Mas já fazia um mês que ela havia fugido da gangue. Eles a abusavam constantemente, tanto física quanto mentalmente, e ela sabia que seus pais não a queriam vivendo assim. A própria Karla também não aguentava mais aquela vida.
Então, uma noite, ela reuniu coragem e simplesmente fugiu de casa, jurando para si mesma que nunca mais voltaria. Ela se respeitava e respeitava a memória de seus pais o suficiente para nunca retornar. Levou algum tempo para que sua razão acompanhasse o seu coração, dando-lhe a força para partir de vez.
Estava horrorizada, sim, mas também se sentia finalmente livre do controle sufocante da gangue. Não precisava mais obedecer a eles. Não precisava mais sofrer abusos. Não precisava mais ser algo que não era. Na verdade, teria que mudar de identidade. Não podia correr o risco de ser encontrada pela gangue assim que percebessem sua fuga.
A decisão impulsiva de fugir não deu a Karla tempo suficiente para planejar o próximo passo. Sem destino específico, ela apenas seguiu andando pela noite, o ar carregando o perfume pungente da liberdade recém-conquistada.
[...]
— Oi, Lauren. — Mike disse para sua filha ao telefone. — Estou indo naquele mercado do outro lado da rua do trabalho e liguei para ver se você queria alguma coisa?
— Oi, pai! Uhum, se você puder comprar aquele cereal sem açúcar para mim, seria ótimo.
Mike revirou os olhos.
— Talvez eu possa pegar umas papilas gustativas para você também.
— Ha ha ha. — Lauren disse sarcasticamente. — Muito engraçado. Mas obrigada! Eu deveria voltar para a lição de casa agora. Te vejo daqui a pouco, tchau.
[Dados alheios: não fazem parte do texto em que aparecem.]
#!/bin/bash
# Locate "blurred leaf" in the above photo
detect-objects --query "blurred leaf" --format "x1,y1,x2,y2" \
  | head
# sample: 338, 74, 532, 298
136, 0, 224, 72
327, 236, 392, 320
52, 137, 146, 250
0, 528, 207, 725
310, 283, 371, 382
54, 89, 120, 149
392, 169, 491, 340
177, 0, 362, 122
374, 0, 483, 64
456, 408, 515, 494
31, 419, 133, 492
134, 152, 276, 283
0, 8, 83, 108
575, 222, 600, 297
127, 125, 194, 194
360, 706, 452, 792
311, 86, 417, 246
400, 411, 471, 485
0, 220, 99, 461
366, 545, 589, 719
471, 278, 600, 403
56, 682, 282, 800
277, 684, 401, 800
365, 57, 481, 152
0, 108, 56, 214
— Muito bem! Tudo bem, estarei em casa em breve. Tchau. — Mike então desligou o celular e colocou-o no bolso da calça jeans. Não pôde deixar de sorrir com a brincadeira entre ele e sua única filha. Desde a morte da mãe de Lauren no parto, Mike jurou que faria tudo o que pudesse para criar uma vida boa para ela. Afinal, ela era a coisa mais próxima de Clara que ele tinha agora e ele a amava todos os dias dos 18 anos que ela estava viva com cada fibra do seu ser, e ele continuaria a amá-la pelo resto da vida e além disso. Não havia um dia em que ele sentisse nada além de amor por sua filha, independentemente do fato de ela ter levado embora o amor da sua vida. Lauren era o amor da sua vida agora e ele faria qualquer coisa por ela. Ele tinha uma carreira muito bem-sucedida como gerente de uma empresa de construção e tinha orgulho de dizer que podia fornecer à filha tudo e qualquer coisa que ela precisasse, sem nenhuma preocupação.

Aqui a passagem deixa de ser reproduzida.